Okay, back to the properties identifiable and moveable. Anytime you have two properties, you’ll have four possible ways they can be combined. One of the combinations in this case is just not needed though. That combination is whenever an object has no identity and cannot be moved. The language designers felt that this combination serves no purpose. So it’s gone.
That leaves the following three combinations:
◦ If it’s identifiable and not moveable, then this is the traditional, in-depth meaning of an lvalue.
◦ If it’s not identifiable but is moveable, then this is what’s called a pure rvalue. Or a prvalue.
◦ If it’s both identifiable and moveable, then all I can say here is you need to be careful. This is called an xvalue.
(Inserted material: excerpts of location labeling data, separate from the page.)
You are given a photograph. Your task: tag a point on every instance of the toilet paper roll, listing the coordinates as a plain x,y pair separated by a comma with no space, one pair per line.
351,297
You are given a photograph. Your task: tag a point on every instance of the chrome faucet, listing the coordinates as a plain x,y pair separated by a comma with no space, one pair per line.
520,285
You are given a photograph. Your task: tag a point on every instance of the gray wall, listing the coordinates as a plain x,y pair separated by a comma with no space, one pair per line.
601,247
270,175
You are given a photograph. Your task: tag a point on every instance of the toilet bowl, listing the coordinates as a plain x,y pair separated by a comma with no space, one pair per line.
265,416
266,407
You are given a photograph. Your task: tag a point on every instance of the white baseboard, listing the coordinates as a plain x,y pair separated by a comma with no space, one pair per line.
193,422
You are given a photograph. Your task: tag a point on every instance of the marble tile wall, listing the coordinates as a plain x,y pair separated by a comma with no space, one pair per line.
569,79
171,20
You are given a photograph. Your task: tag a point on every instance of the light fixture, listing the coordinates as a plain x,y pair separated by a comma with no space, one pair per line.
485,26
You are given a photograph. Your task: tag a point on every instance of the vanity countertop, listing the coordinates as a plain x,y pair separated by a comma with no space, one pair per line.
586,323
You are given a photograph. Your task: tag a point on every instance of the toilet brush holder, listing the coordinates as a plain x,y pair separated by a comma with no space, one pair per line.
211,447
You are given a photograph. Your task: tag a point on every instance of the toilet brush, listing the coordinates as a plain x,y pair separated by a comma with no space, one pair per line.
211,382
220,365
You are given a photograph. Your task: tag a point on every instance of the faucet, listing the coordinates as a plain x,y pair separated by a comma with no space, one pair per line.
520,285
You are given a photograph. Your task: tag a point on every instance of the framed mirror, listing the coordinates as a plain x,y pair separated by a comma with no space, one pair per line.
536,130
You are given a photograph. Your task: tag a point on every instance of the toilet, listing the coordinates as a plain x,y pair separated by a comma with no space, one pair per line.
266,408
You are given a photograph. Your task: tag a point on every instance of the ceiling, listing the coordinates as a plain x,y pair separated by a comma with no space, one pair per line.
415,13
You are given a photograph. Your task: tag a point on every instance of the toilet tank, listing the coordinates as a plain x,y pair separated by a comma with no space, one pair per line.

And the language designers left the meaning of the letter x unspecified. Think of it as an expert value. If you’re dealing with xvalues, then you need to know what you’re doing.
What happened to rvalues? Well, rvalues are now defined to be more of a property. Rvalues map to the moveable property and include both xvalues and prvalues.
And the other property, identifiable, is now called general lvalues or glvalues and include both lvalues and xvalues.
I’ll pick up this topic again in a future episode when I explain how to move objects instead of just copying them.